Can I edit mesh points after a solution, in order to rotate the solution.

Cheers,

I am attempting to solve a simple PDE on a defined mesh, then I wish to rotate that solution (the mesh is centered around the origin) so that it may be interpolated onto another mesh.

I know I have access to the points by means of:

for v in mesh.vertices:
print(v.point)

but unfortunately, I am unable to edit the points in the same manner.

Is there a way to edit a meshes domain location after a solution is saved on a gridfunction?

Hi jameslowman,

it is possible to copy the mesh and to interpolate the old GridFunction into a new one.
Maybe the attached code can help.

Best,
Michael

https://ngsolve.org/media/kunena/attachments/889/movingmesh.py

Attachment: movingmesh.py

Thanks so much for your quick reply, and code. I think you may have solved my problem.

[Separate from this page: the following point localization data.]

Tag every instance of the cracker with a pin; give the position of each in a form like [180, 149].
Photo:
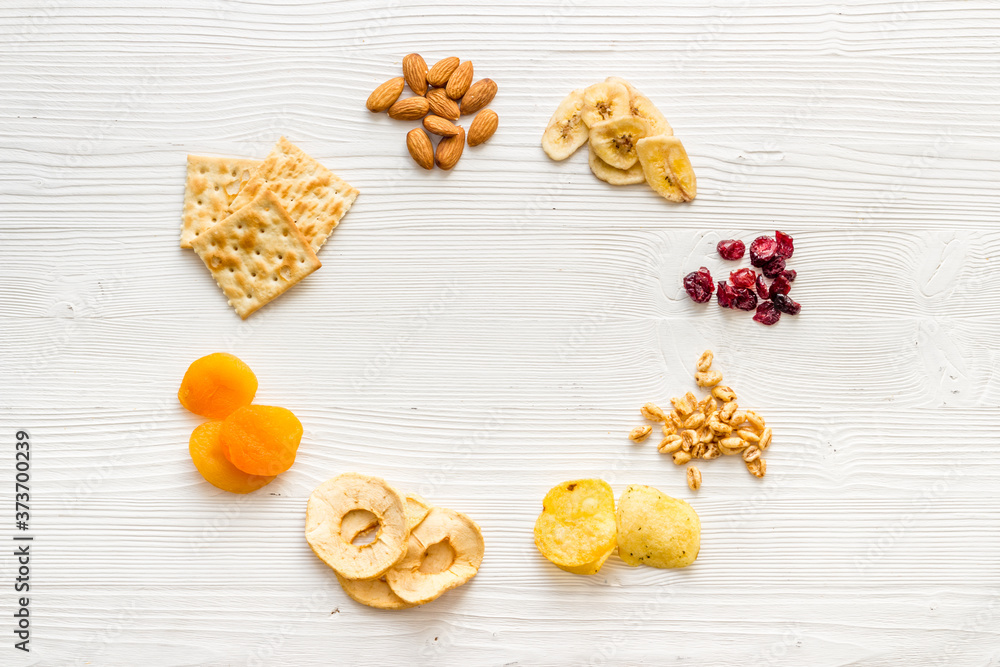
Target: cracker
[256, 254]
[212, 184]
[315, 198]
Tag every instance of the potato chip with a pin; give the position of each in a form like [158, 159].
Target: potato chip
[576, 529]
[443, 552]
[656, 530]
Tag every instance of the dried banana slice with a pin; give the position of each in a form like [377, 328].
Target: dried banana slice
[641, 106]
[617, 79]
[566, 131]
[609, 174]
[604, 101]
[667, 168]
[614, 140]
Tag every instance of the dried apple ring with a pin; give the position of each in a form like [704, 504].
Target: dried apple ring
[206, 452]
[217, 384]
[261, 439]
[333, 501]
[373, 593]
[443, 552]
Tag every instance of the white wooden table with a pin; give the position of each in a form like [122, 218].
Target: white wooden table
[481, 335]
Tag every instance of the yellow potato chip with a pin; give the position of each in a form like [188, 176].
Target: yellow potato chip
[576, 529]
[656, 530]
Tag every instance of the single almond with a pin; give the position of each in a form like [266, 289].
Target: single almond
[450, 149]
[385, 95]
[483, 126]
[479, 95]
[420, 147]
[415, 73]
[442, 69]
[440, 126]
[409, 108]
[442, 105]
[459, 81]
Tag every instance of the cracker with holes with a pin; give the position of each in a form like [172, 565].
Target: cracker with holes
[256, 254]
[315, 198]
[211, 186]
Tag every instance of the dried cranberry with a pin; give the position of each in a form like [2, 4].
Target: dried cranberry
[785, 304]
[785, 245]
[774, 268]
[767, 313]
[780, 286]
[726, 295]
[699, 285]
[763, 250]
[743, 278]
[762, 289]
[731, 249]
[745, 299]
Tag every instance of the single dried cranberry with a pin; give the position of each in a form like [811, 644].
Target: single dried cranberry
[774, 268]
[785, 245]
[762, 289]
[767, 313]
[780, 286]
[726, 295]
[745, 299]
[699, 285]
[731, 249]
[743, 278]
[763, 250]
[785, 304]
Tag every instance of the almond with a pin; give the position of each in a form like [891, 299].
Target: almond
[442, 69]
[385, 95]
[442, 105]
[440, 126]
[483, 126]
[420, 147]
[450, 149]
[410, 108]
[479, 95]
[458, 82]
[415, 73]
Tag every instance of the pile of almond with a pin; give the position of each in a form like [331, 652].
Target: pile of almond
[442, 94]
[702, 429]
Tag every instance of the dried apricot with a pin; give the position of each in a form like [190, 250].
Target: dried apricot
[215, 385]
[261, 439]
[206, 452]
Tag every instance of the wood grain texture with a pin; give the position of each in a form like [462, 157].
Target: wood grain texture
[480, 335]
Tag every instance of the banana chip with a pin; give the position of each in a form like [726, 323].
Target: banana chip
[656, 530]
[566, 130]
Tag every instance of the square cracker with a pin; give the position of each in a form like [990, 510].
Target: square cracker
[256, 254]
[315, 198]
[212, 184]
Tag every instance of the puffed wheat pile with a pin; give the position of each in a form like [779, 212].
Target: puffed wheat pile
[702, 429]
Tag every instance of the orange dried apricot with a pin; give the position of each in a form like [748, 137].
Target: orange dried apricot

For all who encounter this problem in the future: mneunteufel has the answer in his code generously shared in his response. You can edit mesh points directly (and at any point in execution) via the ngmesh.Points function:

for p in mesh.ngmesh.Points():
px,py = p[0], p[1]
p[0] = func1(px,py)
p[1] = func2(px,py)

where func1, func2 are whatever you choose to mutate your mesh.

Thanks again mneuteufel.

The last post gives an ok method, but is there a way to update the mesh points as a numpy array? The solution above assumes we have explicit functions to give new mesh coordinates. It would be more convenient to pass in my own array. And yes, I already know about the mesh deformation method.

within the latest nightly you find a

mesh.Coordinates()

which returns a numpy view of the point coordinates

Well hot dog! Thanks.

How do I get the latest nightly again? I did this before to get the most recent pre-release:

pip install ngsolve==6.2.2202.dev38

But telling pip to upgrade with that doesn’t work.

How do I upgrade my install to the latest nightly with pip?

You can check the latest pip pre-releases ngsolve · PyPI . As far as I’m aware, the nighly builds are not yet automatically released on pypi. I you need the latest nighly release, I guess your only options are to get the from the downloads section or build from sources.